How long does NCQA Credentialing Accreditation preparation take?

Preparation time depends on the current state of the organization's credentialing infrastructure. Organizations with mature verification processes and committee governance may prepare in 6–9 months. Organizations that need to build committee documentation, QI program structure, or ongoing monitoring protocols from scratch should plan for 12–18 months.
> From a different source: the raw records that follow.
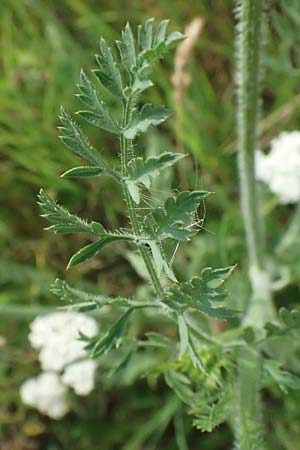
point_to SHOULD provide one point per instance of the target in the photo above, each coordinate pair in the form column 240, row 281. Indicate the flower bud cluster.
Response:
column 280, row 168
column 63, row 359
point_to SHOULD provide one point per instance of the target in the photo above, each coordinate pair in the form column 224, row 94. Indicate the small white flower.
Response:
column 80, row 376
column 56, row 336
column 280, row 168
column 46, row 393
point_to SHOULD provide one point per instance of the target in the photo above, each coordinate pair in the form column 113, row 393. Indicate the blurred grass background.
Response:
column 43, row 45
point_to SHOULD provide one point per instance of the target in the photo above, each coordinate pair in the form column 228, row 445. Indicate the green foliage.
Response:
column 204, row 294
column 140, row 172
column 142, row 120
column 174, row 221
column 154, row 232
column 288, row 324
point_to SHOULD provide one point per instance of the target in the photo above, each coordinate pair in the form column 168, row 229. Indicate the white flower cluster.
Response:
column 280, row 168
column 64, row 360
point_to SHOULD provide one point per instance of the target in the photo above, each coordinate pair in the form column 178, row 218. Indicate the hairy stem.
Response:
column 126, row 154
column 250, row 38
column 248, row 428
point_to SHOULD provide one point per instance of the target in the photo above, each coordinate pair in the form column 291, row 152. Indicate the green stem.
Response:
column 248, row 428
column 248, row 418
column 251, row 23
column 126, row 154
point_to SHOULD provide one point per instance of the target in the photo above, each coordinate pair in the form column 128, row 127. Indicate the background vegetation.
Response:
column 43, row 45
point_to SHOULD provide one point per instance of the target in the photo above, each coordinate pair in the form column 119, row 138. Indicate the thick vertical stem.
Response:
column 248, row 427
column 125, row 151
column 250, row 38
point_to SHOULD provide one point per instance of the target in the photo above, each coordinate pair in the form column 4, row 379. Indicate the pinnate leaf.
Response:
column 141, row 171
column 143, row 119
column 76, row 141
column 282, row 377
column 108, row 73
column 127, row 48
column 204, row 293
column 111, row 339
column 175, row 217
column 99, row 116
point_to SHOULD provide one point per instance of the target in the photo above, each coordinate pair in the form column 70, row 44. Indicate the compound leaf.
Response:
column 111, row 339
column 76, row 141
column 108, row 73
column 99, row 116
column 143, row 119
column 127, row 48
column 175, row 218
column 282, row 377
column 83, row 171
column 141, row 171
column 81, row 300
column 204, row 293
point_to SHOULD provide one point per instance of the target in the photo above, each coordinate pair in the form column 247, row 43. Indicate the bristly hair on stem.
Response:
column 199, row 366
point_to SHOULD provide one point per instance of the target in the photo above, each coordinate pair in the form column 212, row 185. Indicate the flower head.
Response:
column 46, row 393
column 280, row 168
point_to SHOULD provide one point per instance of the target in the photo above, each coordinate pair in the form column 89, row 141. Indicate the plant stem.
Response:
column 126, row 154
column 248, row 427
column 250, row 29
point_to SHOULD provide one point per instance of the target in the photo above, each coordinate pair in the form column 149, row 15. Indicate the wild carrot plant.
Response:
column 218, row 376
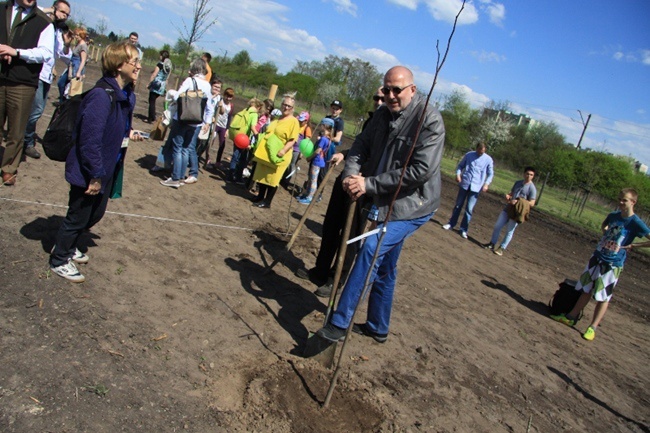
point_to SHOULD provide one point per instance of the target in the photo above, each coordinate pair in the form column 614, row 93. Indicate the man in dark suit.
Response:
column 26, row 42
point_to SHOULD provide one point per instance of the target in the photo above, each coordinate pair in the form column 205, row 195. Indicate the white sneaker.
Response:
column 80, row 257
column 69, row 271
column 171, row 183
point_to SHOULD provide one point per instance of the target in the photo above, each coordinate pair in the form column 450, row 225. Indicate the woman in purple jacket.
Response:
column 103, row 124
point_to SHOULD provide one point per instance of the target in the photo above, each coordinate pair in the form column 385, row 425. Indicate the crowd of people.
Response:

IHS conducts a gap analysis at the outset to establish a realistic timeline based on your specific situation.

What are the most common deficiency areas in NCQA Credentialing Accreditation surveys?

Based on IHS experience, common deficiency areas include:

  • Committee governance documentation — the committee functions appropriately but lacks the charter, quorum records, and decision documentation NCQA requires
  • QI program structure — quality activities exist but are not framed as a credentialing-specific QI program with defined goals, measurement, and improvement cycles
  • Ongoing sanctions monitoring — processes exist but documentation of regular NPDB queries and response procedures is inconsistent
  • Client agreement content — agreements exist but do not address the specific elements NCQA requires regarding standards, criteria, and committee authority

How does IHS support NCQA Credentialing Accreditation preparation?

IHS provides gap analysis against current NCQA Credentialing Accreditation standards, accreditation roadmap development, credentialing committee charter and governance documentation development, policy and procedure review and revision, client agreement review, QI program documentation, mock survey, survey-day preparation, and post-survey response planning. All work is principal-led by Thomas G. Goddard, JD, PhD, former Chief Operating Officer and General Counsel of URAC.